Probably depends on what your definition of “high protein” is, as you’d probably wanna keep fat kcal equal to or greater than protein kcal. But that is the basis for those type diets.

This may be a silly question, but as you all know the bulk of the ATP production from Acetyl CoA comes from the electron transfer chain, in which the final electron acceptor is oxygen.

So for any type of fat loss, I’d think that anaerobic work will be more energy inefficient (work efficient per fat loss), which is a good thing for our cutting purposes. Does anyone know if Acetyl-CoA will find itself in the ketone pathway in an anaerobic environment? (NewDAmage’s post suggests that to me, since no oxygen will block the use of the ETC and cause an Acetyl-CoA buildup) I was under the impression that ketone formation mostly occurred due to lack of CHO, in the long term, but can it also be a short term (rapid acting) pathway?

[quote]Lurker27 wrote:
This may be a silly question, but as you all know the bulk of the ATP production from Acetyl CoA comes from the electron transfer chain, in which the final electron acceptor is oxygen.

So for any type of fat loss, I’d think that anaerobic work will be more energy inefficient (work efficient per fat loss), which is a good thing for our cutting purposes. Does anyone know if Acetyl-CoA will find itself in the ketone pathway in an anaerobic environment? (NewDAmage’s post suggests that to me, since no oxygen will block the use of the ETC and cause an Acetyl-CoA buildup) I was under the impression that ketone formation mostly occurred due to lack of CHO, in the long term, but can it also be a short term (rapid acting) pathway?

[/quote]

If I’m not mistaken, under anaerobic conditions glycolysis will be the main source of ATP; however at the end you’ll be converting pyruvate to lactate, which then must go to the liver to be converted back to pyruvate.
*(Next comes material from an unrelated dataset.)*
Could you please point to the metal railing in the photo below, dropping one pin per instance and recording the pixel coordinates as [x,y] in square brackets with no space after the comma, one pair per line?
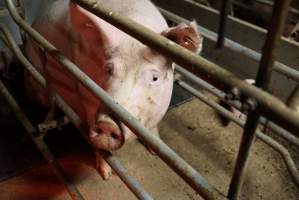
[268,105]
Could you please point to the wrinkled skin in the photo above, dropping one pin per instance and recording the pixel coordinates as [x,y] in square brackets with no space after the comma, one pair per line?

To my knowledge ketone bodies go on to be oxidized, in tissues other than the liver, to citric acid cycle intermediates.

I think this is where low-intensity cardio is favored by some during low carb dieting, as glycogen and consequently glucose supply is already low and in HIIT and the like, you’d be on the verge of excessive amino acid degradation for your energy needs.

[quote]ElbowStrike wrote:
So no wonder steady-state cardio doesn’t burn much fat. For every “calorie” of ATP burned in a lactic sprint, we burn 17 TIMES as much glycogen reserve as we would with the same amount of work done in a “steady-state” manner.[/quote]
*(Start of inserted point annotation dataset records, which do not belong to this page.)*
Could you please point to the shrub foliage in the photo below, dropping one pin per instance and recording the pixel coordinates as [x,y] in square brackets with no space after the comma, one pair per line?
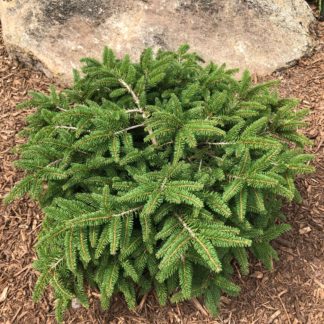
[158,175]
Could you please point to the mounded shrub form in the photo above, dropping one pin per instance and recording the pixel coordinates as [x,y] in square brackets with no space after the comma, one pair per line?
[158,176]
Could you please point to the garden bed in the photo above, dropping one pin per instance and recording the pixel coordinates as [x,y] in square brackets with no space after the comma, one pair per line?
[292,293]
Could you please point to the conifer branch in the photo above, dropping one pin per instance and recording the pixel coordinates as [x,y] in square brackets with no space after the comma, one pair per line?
[138,104]
[128,213]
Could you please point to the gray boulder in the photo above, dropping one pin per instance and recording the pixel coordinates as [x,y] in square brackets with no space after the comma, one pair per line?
[261,35]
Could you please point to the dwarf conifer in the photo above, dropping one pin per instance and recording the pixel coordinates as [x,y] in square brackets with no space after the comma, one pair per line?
[158,175]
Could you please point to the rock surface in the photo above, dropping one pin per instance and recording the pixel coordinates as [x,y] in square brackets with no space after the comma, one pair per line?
[261,35]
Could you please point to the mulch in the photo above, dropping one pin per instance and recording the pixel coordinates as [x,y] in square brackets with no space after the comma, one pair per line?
[292,293]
This is kinda what T-Nation coaches have been saying for a long time. In losing fat, HIIT is better than steady state cardio. However, I’m not sure if this is the exact explanation why. I took up biochemistry over the summer, but we didn’t take up metabolism of fat.

[quote]NewDamage wrote:
To my knowledge ketone bodies go on to be oxidized, in tissues other than the liver, to citric acid cycle intermediates.
[/quote]

At least some of the ketones are excreted via sweat/urine/breath, I believe. Lots of potential energy going out of the body, there. Just something to think about. :slight_smile:

[quote]Lurker27 wrote:

At least some of the ketones are excreted via sweat/urine/breath, I believe. Lots of potential energy going out of the body, there. Just something to think about. :)[/quote]

Good point!

[quote]Lurker27 wrote:
NewDamage wrote:
At least some of the ketones are excreted via sweat/urine/breath, I believe. Lots of potential energy going out of the body, there. Just something to think about. :)[/quote]
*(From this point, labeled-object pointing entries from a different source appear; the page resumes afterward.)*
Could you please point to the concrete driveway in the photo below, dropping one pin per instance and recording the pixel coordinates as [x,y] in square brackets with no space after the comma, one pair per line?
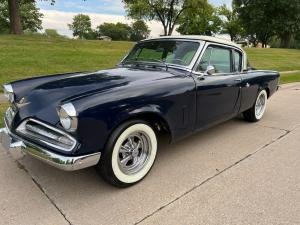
[234,173]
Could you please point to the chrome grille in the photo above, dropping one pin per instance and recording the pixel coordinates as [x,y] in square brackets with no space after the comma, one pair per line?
[45,134]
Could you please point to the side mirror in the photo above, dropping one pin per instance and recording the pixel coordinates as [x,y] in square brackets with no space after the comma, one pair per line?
[210,70]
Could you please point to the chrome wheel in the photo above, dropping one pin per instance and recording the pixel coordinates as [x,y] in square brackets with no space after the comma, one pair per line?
[134,153]
[260,104]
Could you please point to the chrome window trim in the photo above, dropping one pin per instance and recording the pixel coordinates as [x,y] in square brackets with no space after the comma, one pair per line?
[206,45]
[187,68]
[9,92]
[22,127]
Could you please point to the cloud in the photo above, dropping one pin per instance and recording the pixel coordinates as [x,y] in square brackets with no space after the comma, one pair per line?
[54,19]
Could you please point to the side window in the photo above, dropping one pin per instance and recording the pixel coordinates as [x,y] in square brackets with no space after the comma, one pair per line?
[204,63]
[218,57]
[237,61]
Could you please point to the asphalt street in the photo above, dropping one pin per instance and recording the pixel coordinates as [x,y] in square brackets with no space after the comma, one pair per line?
[234,173]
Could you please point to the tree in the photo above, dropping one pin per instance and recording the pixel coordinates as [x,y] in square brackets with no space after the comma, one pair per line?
[14,17]
[117,32]
[257,19]
[81,26]
[231,23]
[139,30]
[287,20]
[168,12]
[30,17]
[201,20]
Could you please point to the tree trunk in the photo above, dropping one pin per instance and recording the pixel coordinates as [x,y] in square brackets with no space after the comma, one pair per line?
[165,30]
[285,40]
[14,17]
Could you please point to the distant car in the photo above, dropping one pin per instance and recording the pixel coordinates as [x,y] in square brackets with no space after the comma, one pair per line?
[178,85]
These are ketones unusable by the body, like acetone, right?

It appears that way. Here is the wikipedia quotation:

Excess ketone bodies will slowly decarboxylate into acetone. That molecule is excreted in the breath and urine.

It should be noted that those were still burnable ketones at one point, and so the statement about energy loss stands.